Why Do We Sleep?

Why Do We Sleep?


We are all acutely aware of the importance of sleep. The rejuvenation we feel indicates just how important sleep is to our health and wellbeing. And on average we will spend around a third of our lives doing it. But if you think about it, it is an odd thing to do.

At the end of each day, we enter a state of unconscious and become paralysed. This made our ancestors extremely vulnerable to attack from wild animals. So, the benefits must far outweigh these potential risks.

Research into sleep was a slow process. But there were a series of intriguing results that gave researchers an insight into why we sleep and what happens during it.

Why Do I Sleep?

Long story short, we still don’t know for sure. A broad take on sleep is that it gives our bodies and especially our brains time to recover.

During the day, our brain builds connections with other parts of the brain because of new experiences. During sleep, our brains take the time to determine which of these new connections are important and which are not so. The more important connections are strengthened while the lesser so are removed. Sleep is also an opportunity for the brain to be cleared of waste.

What Happens If I Don’t Get Enough Sleep?

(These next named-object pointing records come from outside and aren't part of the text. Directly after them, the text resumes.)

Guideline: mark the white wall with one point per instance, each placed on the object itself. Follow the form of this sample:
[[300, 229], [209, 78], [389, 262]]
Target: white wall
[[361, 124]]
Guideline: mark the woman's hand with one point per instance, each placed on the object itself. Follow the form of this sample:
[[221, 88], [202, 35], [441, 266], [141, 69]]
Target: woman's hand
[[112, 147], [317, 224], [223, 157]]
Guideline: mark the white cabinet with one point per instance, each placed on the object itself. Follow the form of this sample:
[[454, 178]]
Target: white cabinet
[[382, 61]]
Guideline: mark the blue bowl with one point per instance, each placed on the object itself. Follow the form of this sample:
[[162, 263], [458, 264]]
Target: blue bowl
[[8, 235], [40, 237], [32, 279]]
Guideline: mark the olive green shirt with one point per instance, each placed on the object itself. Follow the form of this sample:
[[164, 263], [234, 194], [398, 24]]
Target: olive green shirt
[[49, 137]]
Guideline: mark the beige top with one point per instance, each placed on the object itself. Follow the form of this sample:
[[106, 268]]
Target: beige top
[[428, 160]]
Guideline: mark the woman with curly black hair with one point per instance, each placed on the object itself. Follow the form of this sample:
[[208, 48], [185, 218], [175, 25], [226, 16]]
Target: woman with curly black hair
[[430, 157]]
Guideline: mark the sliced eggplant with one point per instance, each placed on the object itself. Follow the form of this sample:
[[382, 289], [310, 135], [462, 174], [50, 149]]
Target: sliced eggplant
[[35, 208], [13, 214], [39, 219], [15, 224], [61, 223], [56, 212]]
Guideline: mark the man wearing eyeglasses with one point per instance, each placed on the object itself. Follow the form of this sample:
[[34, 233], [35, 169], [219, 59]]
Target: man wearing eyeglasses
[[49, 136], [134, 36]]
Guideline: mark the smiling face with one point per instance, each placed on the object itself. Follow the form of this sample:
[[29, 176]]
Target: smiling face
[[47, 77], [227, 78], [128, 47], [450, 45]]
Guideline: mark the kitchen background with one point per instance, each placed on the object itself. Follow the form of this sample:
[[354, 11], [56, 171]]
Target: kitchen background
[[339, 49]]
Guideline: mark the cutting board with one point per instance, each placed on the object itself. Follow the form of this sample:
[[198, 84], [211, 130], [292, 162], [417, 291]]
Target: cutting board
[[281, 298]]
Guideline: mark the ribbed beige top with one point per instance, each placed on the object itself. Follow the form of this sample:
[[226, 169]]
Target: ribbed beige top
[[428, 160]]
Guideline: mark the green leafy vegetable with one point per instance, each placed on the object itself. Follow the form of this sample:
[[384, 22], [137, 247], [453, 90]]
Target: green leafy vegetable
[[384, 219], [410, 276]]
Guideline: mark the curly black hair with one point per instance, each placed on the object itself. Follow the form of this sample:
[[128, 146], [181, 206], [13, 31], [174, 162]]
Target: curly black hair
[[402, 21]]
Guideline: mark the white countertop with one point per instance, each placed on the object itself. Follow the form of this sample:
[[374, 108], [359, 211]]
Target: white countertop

A lack of sleep alters the way in which the genes within the body’s cells behave. The genes involved are also involved in inflammation and increase their activity. These genes react to a lack of sleep as if the body is under stress. Thinking back to our ancestors, it is speculated that their bodies would prepare themselves for injury by activating these inflammation genes which would cushion the effects of attacks by wild animals or human enemies.

Now our bodies enter this alert state, but no injury occurs.

This could easily explain the link between sleep deprivation and an increased risk of negative health outcomes such as strokes and heart disease.

Today, preparing for an injury that never happens has no beneficial effect. It could lead to some severe health complications.

Why Is It Hard To Think When I’m Tired?

The expression “half asleep” might be an accurate description of what is going on in the brain when you’re feeling slow-witted.

There is research to suggest that parts of the brain may well be asleep when it is sleep deprived. However, dolphins and whales are known to sleep with one half of their brain at a time to allow them to continue swimming and surfacing for air.

While not intentional like dolphins and whales, studies on humans have shown parts of the brain being inactive when we are sleep deprived.

How Is Modern Life Affecting Our Sleep Patterns?

Several studies show that the light bulb has led to people prolonging their day and getting less sleep. On average we go to sleep and wake up two hours later than a generation ago.

Reports suggest that around a third of working adults achieve less than six hours sleep a night, which is ten times more than it was fifty years ago. Around half of all shift workers a reported to sleep less than six hours as well.

The introduction of mobile devices has also had a massive impact on our sleep. The light they emit is disruptive to the hormones that help us go to sleep and wake up. As a result, our sleep is inhibited, and we wake up less alert in the morning.

Mobile devices are more detrimental to children and adolescents who already experience significant sleep loss. And what we are yet to establish is if there are any long-term effects of their use of these technologies.

Hopefully we’ve answered some of your questions around why we sleep. We all know it’s a non-negotiable part of our lives, but it’s also interesting to understand what is actually going on while we are asleep.